Es ist erst wenige Wochen her, dass sich der amerikanische Senat in einer Anhörung mit den Qualitätsmängeln in der Produktion von Boeing beschäftigt hat. Es ging um den Rumpf des Langstreckenjets 787 und Vorwürfe des Whistleblowers - und Boeing-Ingenieurs - Sam Salehpour, unsachgemäß zusammengefügte Sektionen würden langfristig Sicherheitsrisiken verursachen. Nun steht die Boeing 787 erneut im Fokus: Mitarbeiter haben Protokolle gefälscht, die die Produktion dokumentieren sollen.
Die beiden Fälle haben nichts direkt miteinander zu tun, denn nun geht es darum, wie Boeing die Tragflächen mit dem Rumpf verbindet. Auch dies ist ein extrem heikler Vorgang, bei dem es auf große Präzision ankommt. Nachdem die Flügel montiert sind, sieht das Verfahren diverse Tests vor. Ein Mitarbeiter hat Boeing zufolge mitbekommen, dass diese vorgeschriebenen Prüfungen bei einigen Flugzeugen einfach ausgelassen wurden. In den Protokollen stand dennoch, dass sie stattgefunden hätten. Eine interne Untersuchung bestätigte den Verdacht.
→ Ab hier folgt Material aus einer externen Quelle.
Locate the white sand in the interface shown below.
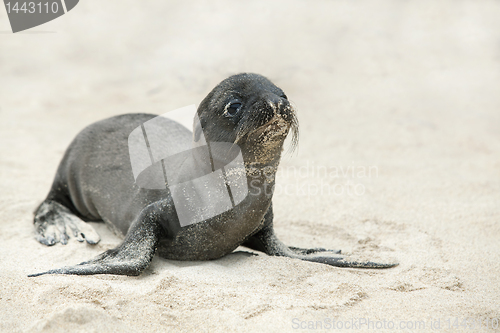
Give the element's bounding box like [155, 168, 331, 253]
[0, 0, 500, 332]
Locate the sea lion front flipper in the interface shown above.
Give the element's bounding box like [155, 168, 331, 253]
[243, 207, 398, 268]
[28, 210, 162, 277]
[288, 246, 342, 254]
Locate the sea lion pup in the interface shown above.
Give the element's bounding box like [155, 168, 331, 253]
[30, 73, 395, 276]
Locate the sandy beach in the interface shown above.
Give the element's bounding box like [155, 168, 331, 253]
[0, 0, 500, 333]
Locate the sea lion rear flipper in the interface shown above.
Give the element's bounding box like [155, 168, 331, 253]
[243, 207, 398, 268]
[28, 214, 161, 277]
[34, 199, 101, 246]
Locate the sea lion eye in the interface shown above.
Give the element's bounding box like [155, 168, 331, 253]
[224, 103, 241, 117]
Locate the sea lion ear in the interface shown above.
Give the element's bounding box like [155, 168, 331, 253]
[193, 114, 205, 142]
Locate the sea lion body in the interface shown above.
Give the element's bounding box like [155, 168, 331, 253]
[31, 74, 393, 276]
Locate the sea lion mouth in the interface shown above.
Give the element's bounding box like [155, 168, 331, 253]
[235, 103, 299, 152]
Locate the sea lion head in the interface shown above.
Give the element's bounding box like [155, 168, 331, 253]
[194, 73, 298, 163]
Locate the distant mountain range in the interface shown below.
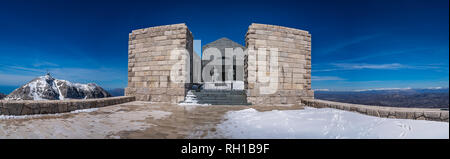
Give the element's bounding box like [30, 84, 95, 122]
[108, 88, 125, 97]
[4, 74, 111, 100]
[314, 88, 449, 108]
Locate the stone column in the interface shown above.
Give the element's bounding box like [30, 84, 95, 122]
[244, 23, 314, 104]
[125, 24, 193, 103]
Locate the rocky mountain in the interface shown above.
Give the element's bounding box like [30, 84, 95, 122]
[5, 74, 111, 100]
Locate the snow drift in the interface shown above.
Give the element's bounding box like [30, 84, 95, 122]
[210, 107, 449, 139]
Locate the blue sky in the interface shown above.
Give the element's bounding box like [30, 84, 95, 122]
[0, 0, 449, 93]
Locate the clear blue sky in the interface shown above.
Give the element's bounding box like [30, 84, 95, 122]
[0, 0, 449, 93]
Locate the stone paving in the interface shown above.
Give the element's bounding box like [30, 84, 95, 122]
[0, 101, 303, 139]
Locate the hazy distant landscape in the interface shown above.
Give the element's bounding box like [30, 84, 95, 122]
[0, 88, 449, 108]
[314, 88, 449, 108]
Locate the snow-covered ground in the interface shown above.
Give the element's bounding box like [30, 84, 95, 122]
[209, 107, 449, 139]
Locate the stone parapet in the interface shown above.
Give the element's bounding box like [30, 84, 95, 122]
[244, 23, 314, 104]
[301, 99, 449, 122]
[0, 96, 135, 115]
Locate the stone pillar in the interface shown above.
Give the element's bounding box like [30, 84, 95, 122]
[125, 24, 193, 103]
[244, 23, 314, 104]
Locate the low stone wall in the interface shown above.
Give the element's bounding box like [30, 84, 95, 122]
[0, 96, 135, 115]
[301, 99, 448, 122]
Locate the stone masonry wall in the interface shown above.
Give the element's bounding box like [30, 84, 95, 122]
[125, 24, 193, 103]
[244, 23, 314, 104]
[0, 96, 135, 115]
[302, 99, 449, 122]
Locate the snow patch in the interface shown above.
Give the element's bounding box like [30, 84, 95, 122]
[209, 107, 449, 139]
[0, 108, 98, 120]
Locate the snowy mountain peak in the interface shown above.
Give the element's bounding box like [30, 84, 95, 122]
[5, 73, 111, 100]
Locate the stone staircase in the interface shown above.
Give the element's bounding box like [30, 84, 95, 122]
[184, 90, 250, 105]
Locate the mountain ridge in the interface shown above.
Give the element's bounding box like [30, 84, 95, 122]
[4, 74, 111, 100]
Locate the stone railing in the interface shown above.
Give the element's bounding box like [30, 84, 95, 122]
[0, 96, 135, 115]
[302, 99, 448, 122]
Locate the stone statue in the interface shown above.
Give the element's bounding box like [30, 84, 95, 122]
[212, 67, 219, 82]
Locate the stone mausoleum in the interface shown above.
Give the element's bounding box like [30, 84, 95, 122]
[125, 23, 314, 105]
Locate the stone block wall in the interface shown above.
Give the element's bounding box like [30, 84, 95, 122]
[0, 96, 135, 115]
[301, 99, 449, 122]
[125, 24, 193, 103]
[244, 23, 314, 104]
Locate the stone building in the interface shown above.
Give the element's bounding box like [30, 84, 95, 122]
[202, 37, 245, 81]
[125, 23, 314, 104]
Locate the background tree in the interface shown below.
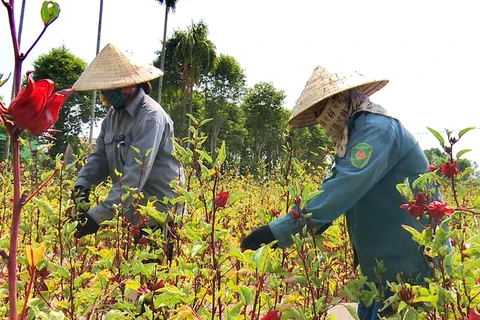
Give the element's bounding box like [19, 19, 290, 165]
[169, 21, 216, 139]
[33, 46, 107, 157]
[202, 55, 246, 154]
[243, 82, 289, 172]
[155, 0, 178, 103]
[293, 125, 333, 167]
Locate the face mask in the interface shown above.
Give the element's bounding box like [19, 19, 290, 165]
[100, 88, 127, 110]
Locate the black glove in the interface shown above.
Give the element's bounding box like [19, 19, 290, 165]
[74, 212, 100, 238]
[72, 186, 90, 202]
[240, 225, 277, 250]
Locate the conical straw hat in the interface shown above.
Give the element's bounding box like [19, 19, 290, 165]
[288, 66, 388, 128]
[73, 44, 163, 91]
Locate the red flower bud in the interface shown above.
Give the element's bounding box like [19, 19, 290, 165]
[468, 308, 480, 320]
[260, 310, 281, 320]
[289, 209, 300, 221]
[128, 225, 140, 237]
[213, 191, 229, 208]
[270, 209, 280, 218]
[442, 162, 458, 178]
[6, 72, 73, 135]
[400, 203, 423, 218]
[152, 280, 165, 291]
[427, 201, 454, 220]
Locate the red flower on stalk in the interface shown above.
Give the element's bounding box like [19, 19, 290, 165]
[468, 308, 480, 320]
[213, 191, 229, 208]
[260, 310, 282, 320]
[4, 72, 73, 136]
[427, 201, 454, 220]
[442, 162, 458, 178]
[270, 209, 280, 218]
[289, 208, 301, 221]
[400, 192, 427, 218]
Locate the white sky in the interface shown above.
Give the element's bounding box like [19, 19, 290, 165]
[0, 0, 480, 163]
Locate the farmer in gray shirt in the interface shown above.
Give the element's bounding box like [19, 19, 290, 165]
[73, 44, 184, 237]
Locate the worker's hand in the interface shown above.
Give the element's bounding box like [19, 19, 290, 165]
[240, 225, 277, 250]
[72, 186, 90, 203]
[74, 212, 100, 238]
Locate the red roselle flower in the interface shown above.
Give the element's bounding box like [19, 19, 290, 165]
[442, 162, 458, 178]
[427, 201, 454, 220]
[213, 191, 229, 208]
[289, 209, 300, 221]
[128, 225, 140, 237]
[260, 310, 282, 320]
[5, 72, 73, 136]
[400, 192, 427, 218]
[270, 209, 280, 218]
[468, 308, 480, 320]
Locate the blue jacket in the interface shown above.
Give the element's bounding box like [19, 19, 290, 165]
[269, 112, 428, 281]
[75, 88, 184, 226]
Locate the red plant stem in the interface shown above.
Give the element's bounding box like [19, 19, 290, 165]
[8, 136, 22, 320]
[20, 258, 37, 319]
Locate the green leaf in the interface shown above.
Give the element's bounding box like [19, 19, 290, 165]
[432, 228, 447, 256]
[458, 127, 476, 139]
[200, 118, 213, 127]
[427, 127, 445, 149]
[217, 141, 226, 166]
[344, 304, 360, 320]
[252, 246, 272, 274]
[0, 73, 11, 87]
[195, 149, 213, 163]
[238, 285, 252, 306]
[40, 1, 60, 26]
[456, 149, 472, 159]
[396, 178, 413, 202]
[283, 275, 308, 287]
[403, 307, 418, 320]
[228, 191, 246, 205]
[402, 224, 427, 246]
[186, 113, 199, 125]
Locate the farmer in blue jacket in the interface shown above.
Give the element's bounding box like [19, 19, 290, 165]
[241, 67, 430, 320]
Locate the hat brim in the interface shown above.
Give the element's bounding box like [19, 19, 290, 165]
[72, 44, 163, 91]
[288, 79, 388, 128]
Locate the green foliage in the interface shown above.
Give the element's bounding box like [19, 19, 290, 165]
[33, 46, 106, 157]
[242, 82, 289, 172]
[40, 1, 60, 27]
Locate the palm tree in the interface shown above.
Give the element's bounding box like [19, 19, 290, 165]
[88, 0, 103, 146]
[155, 0, 178, 103]
[173, 21, 216, 137]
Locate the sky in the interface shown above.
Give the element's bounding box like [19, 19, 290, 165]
[0, 0, 480, 164]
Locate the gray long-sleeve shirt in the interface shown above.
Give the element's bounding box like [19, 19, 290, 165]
[75, 88, 184, 225]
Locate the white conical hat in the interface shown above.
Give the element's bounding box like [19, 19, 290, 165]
[73, 44, 163, 91]
[288, 66, 388, 128]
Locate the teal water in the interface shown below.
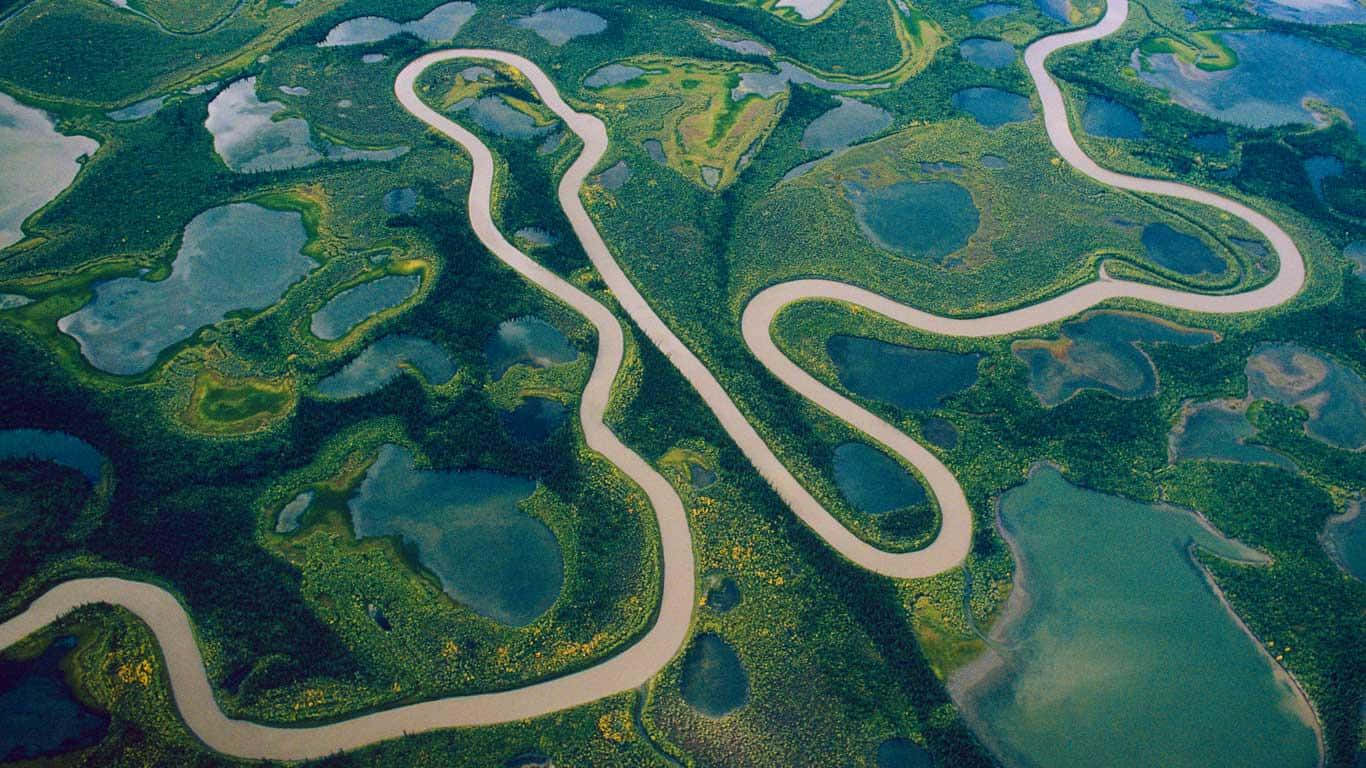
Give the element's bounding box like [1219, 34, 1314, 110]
[1134, 31, 1366, 139]
[317, 333, 456, 400]
[501, 398, 570, 443]
[877, 739, 934, 768]
[1011, 310, 1218, 407]
[0, 637, 109, 761]
[952, 467, 1318, 768]
[0, 93, 100, 249]
[0, 429, 104, 481]
[802, 96, 892, 152]
[825, 335, 982, 410]
[958, 37, 1015, 70]
[57, 202, 314, 376]
[204, 75, 408, 174]
[484, 317, 579, 381]
[1246, 343, 1366, 451]
[309, 275, 422, 342]
[1082, 96, 1143, 139]
[511, 8, 607, 45]
[1322, 499, 1366, 581]
[951, 87, 1034, 128]
[451, 94, 555, 139]
[833, 443, 926, 515]
[1171, 400, 1296, 471]
[318, 3, 475, 48]
[844, 180, 981, 262]
[348, 445, 564, 627]
[680, 633, 750, 717]
[1142, 223, 1228, 275]
[967, 3, 1020, 22]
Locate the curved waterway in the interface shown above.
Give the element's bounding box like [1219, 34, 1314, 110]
[0, 0, 1305, 760]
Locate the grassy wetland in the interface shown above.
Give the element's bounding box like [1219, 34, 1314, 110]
[0, 0, 1366, 767]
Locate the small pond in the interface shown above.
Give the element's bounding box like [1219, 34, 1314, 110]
[1082, 96, 1143, 139]
[951, 87, 1034, 128]
[309, 275, 422, 342]
[949, 467, 1318, 768]
[1011, 310, 1218, 407]
[318, 3, 475, 48]
[958, 37, 1015, 70]
[484, 317, 579, 381]
[802, 96, 892, 152]
[501, 398, 568, 443]
[57, 202, 314, 376]
[317, 333, 456, 400]
[1171, 400, 1296, 471]
[1134, 31, 1366, 138]
[835, 443, 926, 515]
[825, 335, 982, 410]
[844, 180, 981, 264]
[347, 445, 564, 627]
[0, 93, 100, 249]
[1246, 343, 1366, 451]
[0, 429, 104, 481]
[0, 637, 109, 761]
[204, 77, 408, 174]
[1141, 221, 1228, 275]
[680, 633, 750, 717]
[511, 8, 607, 45]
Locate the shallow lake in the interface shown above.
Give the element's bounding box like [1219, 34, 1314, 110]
[958, 37, 1015, 70]
[0, 93, 100, 249]
[951, 467, 1318, 768]
[1322, 499, 1366, 581]
[951, 87, 1034, 128]
[825, 335, 982, 410]
[877, 739, 934, 768]
[835, 443, 925, 515]
[204, 77, 408, 174]
[1246, 343, 1366, 451]
[347, 445, 564, 626]
[484, 317, 579, 381]
[802, 96, 892, 152]
[1011, 310, 1218, 407]
[57, 202, 314, 376]
[1141, 223, 1228, 275]
[1082, 96, 1143, 139]
[317, 333, 455, 400]
[1134, 31, 1366, 138]
[511, 8, 607, 45]
[1171, 400, 1296, 471]
[0, 429, 104, 481]
[318, 3, 475, 48]
[844, 182, 981, 262]
[680, 633, 750, 717]
[501, 398, 568, 443]
[309, 275, 422, 342]
[0, 637, 109, 761]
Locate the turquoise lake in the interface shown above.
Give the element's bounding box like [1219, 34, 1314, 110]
[951, 467, 1318, 768]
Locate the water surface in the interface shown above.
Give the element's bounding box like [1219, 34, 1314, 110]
[682, 633, 750, 717]
[317, 333, 456, 400]
[57, 202, 314, 376]
[1246, 343, 1366, 451]
[825, 335, 982, 410]
[951, 87, 1034, 128]
[1011, 310, 1218, 407]
[951, 467, 1318, 768]
[835, 443, 925, 517]
[0, 93, 100, 249]
[347, 445, 564, 627]
[309, 275, 422, 342]
[0, 637, 109, 761]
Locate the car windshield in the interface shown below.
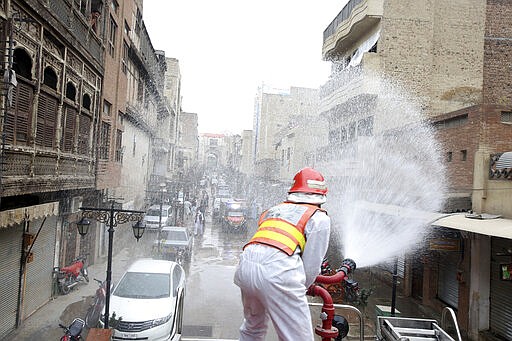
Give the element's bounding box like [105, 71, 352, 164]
[146, 209, 164, 216]
[112, 272, 171, 299]
[167, 231, 187, 242]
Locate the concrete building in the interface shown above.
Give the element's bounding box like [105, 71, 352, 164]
[0, 0, 180, 338]
[253, 87, 318, 180]
[199, 133, 228, 172]
[240, 130, 254, 176]
[178, 112, 199, 174]
[321, 0, 512, 340]
[0, 0, 104, 338]
[163, 58, 182, 178]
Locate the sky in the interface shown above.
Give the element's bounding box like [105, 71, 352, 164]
[143, 0, 348, 134]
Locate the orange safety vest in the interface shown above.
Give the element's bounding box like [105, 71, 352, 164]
[244, 202, 325, 256]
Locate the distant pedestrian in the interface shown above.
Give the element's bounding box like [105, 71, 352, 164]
[183, 200, 192, 220]
[194, 207, 204, 236]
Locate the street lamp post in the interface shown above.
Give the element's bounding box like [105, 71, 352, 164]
[77, 200, 145, 329]
[157, 183, 167, 247]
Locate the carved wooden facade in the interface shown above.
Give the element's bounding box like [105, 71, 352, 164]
[2, 1, 101, 197]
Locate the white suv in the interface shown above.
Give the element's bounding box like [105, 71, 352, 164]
[101, 258, 185, 341]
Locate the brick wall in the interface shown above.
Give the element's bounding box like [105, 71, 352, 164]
[484, 0, 512, 106]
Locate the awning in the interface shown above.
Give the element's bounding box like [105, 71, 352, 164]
[496, 152, 512, 169]
[355, 201, 512, 239]
[0, 201, 59, 229]
[432, 213, 512, 239]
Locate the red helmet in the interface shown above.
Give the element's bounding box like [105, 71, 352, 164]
[288, 167, 327, 195]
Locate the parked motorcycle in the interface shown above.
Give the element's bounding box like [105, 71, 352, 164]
[85, 278, 107, 328]
[59, 317, 85, 341]
[54, 256, 89, 295]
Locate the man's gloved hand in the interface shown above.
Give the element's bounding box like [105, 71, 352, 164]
[338, 258, 356, 275]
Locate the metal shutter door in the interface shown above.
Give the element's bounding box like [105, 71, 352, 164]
[378, 255, 405, 278]
[22, 216, 57, 319]
[437, 252, 460, 309]
[489, 238, 512, 340]
[0, 225, 23, 339]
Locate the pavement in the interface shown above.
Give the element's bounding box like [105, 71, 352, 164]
[4, 220, 448, 341]
[4, 248, 133, 341]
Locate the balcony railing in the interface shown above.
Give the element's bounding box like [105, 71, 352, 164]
[489, 152, 512, 181]
[324, 0, 365, 41]
[48, 0, 103, 64]
[2, 147, 94, 196]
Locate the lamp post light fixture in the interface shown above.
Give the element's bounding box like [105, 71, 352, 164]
[77, 200, 146, 329]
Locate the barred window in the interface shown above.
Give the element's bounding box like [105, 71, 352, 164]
[108, 16, 117, 57]
[501, 111, 512, 123]
[116, 129, 123, 163]
[98, 122, 110, 160]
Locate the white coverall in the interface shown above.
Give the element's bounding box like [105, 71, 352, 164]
[234, 203, 331, 341]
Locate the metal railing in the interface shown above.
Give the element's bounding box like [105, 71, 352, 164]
[324, 0, 366, 41]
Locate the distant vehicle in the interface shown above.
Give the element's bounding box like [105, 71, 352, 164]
[144, 205, 172, 231]
[212, 198, 221, 220]
[223, 201, 247, 232]
[217, 188, 231, 198]
[100, 258, 185, 341]
[153, 226, 193, 265]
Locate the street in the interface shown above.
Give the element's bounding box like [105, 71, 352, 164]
[6, 212, 277, 341]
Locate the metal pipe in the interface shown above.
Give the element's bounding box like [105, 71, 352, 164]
[308, 302, 364, 341]
[104, 200, 114, 329]
[391, 258, 398, 317]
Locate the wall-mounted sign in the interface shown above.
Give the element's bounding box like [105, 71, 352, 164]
[500, 263, 512, 281]
[430, 238, 460, 251]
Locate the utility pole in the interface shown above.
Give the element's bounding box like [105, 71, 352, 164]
[0, 0, 15, 207]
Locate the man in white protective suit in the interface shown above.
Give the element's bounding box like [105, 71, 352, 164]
[234, 167, 331, 341]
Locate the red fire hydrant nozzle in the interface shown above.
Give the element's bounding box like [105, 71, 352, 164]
[307, 258, 356, 341]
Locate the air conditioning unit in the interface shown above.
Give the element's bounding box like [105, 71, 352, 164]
[70, 197, 83, 213]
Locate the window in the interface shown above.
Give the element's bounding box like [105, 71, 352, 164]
[116, 129, 123, 162]
[43, 66, 57, 90]
[4, 82, 34, 145]
[103, 101, 112, 116]
[60, 106, 77, 153]
[434, 114, 468, 129]
[135, 8, 142, 35]
[501, 111, 512, 123]
[82, 94, 91, 110]
[75, 0, 89, 16]
[108, 16, 117, 57]
[66, 82, 76, 102]
[98, 122, 110, 160]
[78, 112, 92, 155]
[124, 20, 131, 35]
[121, 41, 130, 75]
[460, 149, 468, 161]
[35, 92, 58, 148]
[12, 48, 32, 80]
[110, 0, 119, 14]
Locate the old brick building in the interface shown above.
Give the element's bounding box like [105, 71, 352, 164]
[0, 0, 103, 337]
[0, 0, 181, 338]
[321, 0, 512, 340]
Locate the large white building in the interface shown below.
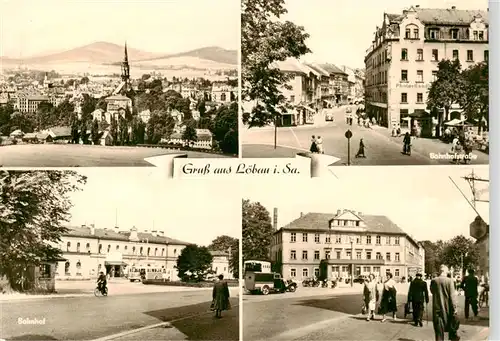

Der Vorfall deutet darauf hin, dass Boeing mittlerweile immerhin Ernst macht mit seinem Vorsatz, Verstöße gegen Qualitätsstandards schnell offenzulegen und rigoros zu ahnden. Der Hersteller meldete das Problem der Aufsichtsbehörde Federal Aviation Administration (FAA), die nun selbst die Details untersucht. Andererseits zeigt er auch, wie desaströs die Lage in der Boeing-Produktion ist. Wichtige Tests nicht zu machen und diese in den Protokollen anschließend trotzdem als erledigt abzuhaken, ist ein äußerst gravierendes Vergehen, das Boeing in größte Schwierigkeiten mit der FAA bringen kann. Es stellt sich außerdem die Frage, ob Mitarbeiter auch an anderer Stelle ähnliche Kontrollen einfach ausgelassen haben. Seit dem Drama um den Beinahe-Absturz einer 737-9 von Alaska Airlines Anfang Januar, bei dem Produktionsmängel eine zentrale Rolle gespielt haben, steht Boeing mehr denn je im Fokus der FAA und der amerikanischen Politik.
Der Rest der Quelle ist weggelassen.